L’avocat a non seulement de beaux jours devant lui, mais la digitalisation de son métier lui offre de belles perspectives. Grâce aux nouveaux outils, il pourra se décharger de tâches laborieuses et bénéficier d’une aide précieuse pour tenir ses connaissances à jour. Dès lors, il sera en mesure d’aller au-delà de la jurisprudence et d’exprimer sa créativité, qui constitue sa valeur ajoutée réelle.
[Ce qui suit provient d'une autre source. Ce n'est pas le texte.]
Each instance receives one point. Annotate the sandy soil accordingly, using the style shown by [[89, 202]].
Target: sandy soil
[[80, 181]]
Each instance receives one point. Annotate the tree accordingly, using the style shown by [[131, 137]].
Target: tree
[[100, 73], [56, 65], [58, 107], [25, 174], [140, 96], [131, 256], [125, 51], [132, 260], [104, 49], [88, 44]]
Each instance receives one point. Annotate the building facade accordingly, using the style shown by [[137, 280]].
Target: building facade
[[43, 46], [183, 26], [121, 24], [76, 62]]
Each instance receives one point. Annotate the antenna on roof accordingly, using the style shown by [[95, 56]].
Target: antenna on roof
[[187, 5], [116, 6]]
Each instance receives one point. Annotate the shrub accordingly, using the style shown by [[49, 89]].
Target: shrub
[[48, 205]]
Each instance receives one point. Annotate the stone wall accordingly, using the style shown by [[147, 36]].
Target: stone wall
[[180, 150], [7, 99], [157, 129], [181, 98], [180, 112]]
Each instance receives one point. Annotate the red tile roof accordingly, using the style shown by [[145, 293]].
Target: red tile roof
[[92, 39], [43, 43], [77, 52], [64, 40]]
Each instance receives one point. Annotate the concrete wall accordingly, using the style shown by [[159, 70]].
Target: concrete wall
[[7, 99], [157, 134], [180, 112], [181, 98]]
Ne nous lançons donc pas dans des prospectives trop sombres : si l’intelligence artificielle est amenée à faire évoluer les pratiques du droit, sa place est avant tout au service de l’intelligence humaine.
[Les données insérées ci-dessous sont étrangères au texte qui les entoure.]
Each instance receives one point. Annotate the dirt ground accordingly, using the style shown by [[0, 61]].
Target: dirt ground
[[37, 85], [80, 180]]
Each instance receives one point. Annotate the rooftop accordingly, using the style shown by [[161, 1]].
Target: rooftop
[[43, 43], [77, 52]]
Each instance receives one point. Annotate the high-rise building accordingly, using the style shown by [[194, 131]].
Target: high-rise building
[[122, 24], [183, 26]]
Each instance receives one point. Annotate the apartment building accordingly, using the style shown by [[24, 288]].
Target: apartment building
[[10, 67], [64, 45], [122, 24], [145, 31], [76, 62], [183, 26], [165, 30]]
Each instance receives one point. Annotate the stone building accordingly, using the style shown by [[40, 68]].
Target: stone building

Pour un techno-humanisme porté par les professions juridiques !

N’oublions pas, enfin, que les avocats ne sont pas contraints de rester passifs dans la transformation de leur métier. Si, selon les mots de Dominique Cardon , le commun des mortels préfère ignorer les conditions de production des algorithmes, il est tout à fait possible, pour les différentes professions, de prendre la main sur le développement des intelligences artificielles pour qu’elles ne dérogent jamais à une certaine déontologie. C’est tout l’enjeu d’une collaboration poussée entre avocats et legaltechs, qui conçoivent les outils numériques en itérant avec leurs utilisateurs. Cette dynamique est profitable à tous : au professionnel, qui demeure maître de son destin, au citoyen, qui accède plus facilement aux sources du droit, et plus globalement au système judiciaire, qui gagne en efficacité. La révolution de l’intelligence artificielle, loin d’être une menace, est une formidable opportunité pour l’avocat de garantir que l’homme demeure toujours au centre de la justice. Il s’agit, ni plus ni moins, d’assumer un positionnement techno-humaniste incontournable à l’heure du « deuxième âge de la machine »4 .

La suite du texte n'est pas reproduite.